Kilolo Kijakazi has a Ph.D. in public policy from George Washington University, an MSW from Howard University, and a BA from SUNY Binghamton University. Kijakazi’s Urban Institute bio notes that she served as an Institute Fellow at the Urban Institute, where she “worked with staff across the organization to develop collaborative partnerships with those most affected by economic and social issues, to expand and strengthen Urban’s agenda of rigorous research, to effectively communicate findings to diverse audiences and to recruit and retain a diverse research staff at all levels” while conducting research on economic security, structural racism, and the racial wealth gap. 
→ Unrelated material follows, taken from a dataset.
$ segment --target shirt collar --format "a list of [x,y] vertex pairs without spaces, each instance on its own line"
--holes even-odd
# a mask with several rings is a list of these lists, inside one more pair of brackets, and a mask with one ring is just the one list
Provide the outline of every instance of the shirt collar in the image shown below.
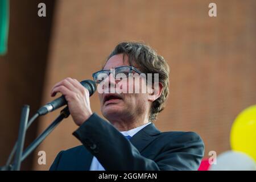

Kijakazi was previously employed as a program officer at the Ford Foundation, a senior policy analyst at the Center on Budget and Policy Priorities, a program analyst at the Food Nutrition Service of the Department of Agriculture, and an analyst at the National Urban League.

According to Wikipedia, before entering the Biden administration, Kijakazi was a board member of the Winthrop Rockefeller Foundation, the National Academy of Social Insurance and its Study Panel on Economic Security, the Policy Academies and Liberation in a Generation, as well as a member of the DC Equitable Recovery Advisory Group, adviser to Closing the Women’s Wealth Gap, co-chair of the National Advisory Council on Eliminating the Black-White Wealth Gap at the Center for American Progress, and member of the Commission on Retirement Security and Personal Savings at the Bipartisan Policy Center. 

“Kilolo has an amazing ability to find and build connections among individuals and institutions that should be working together on critical public policy issues and policy discussions are much better for that inclusionary approach,” says Margaret Simms, an Institute Fellow in the Center on Labor, Human Services, and Population at the Urban Institute.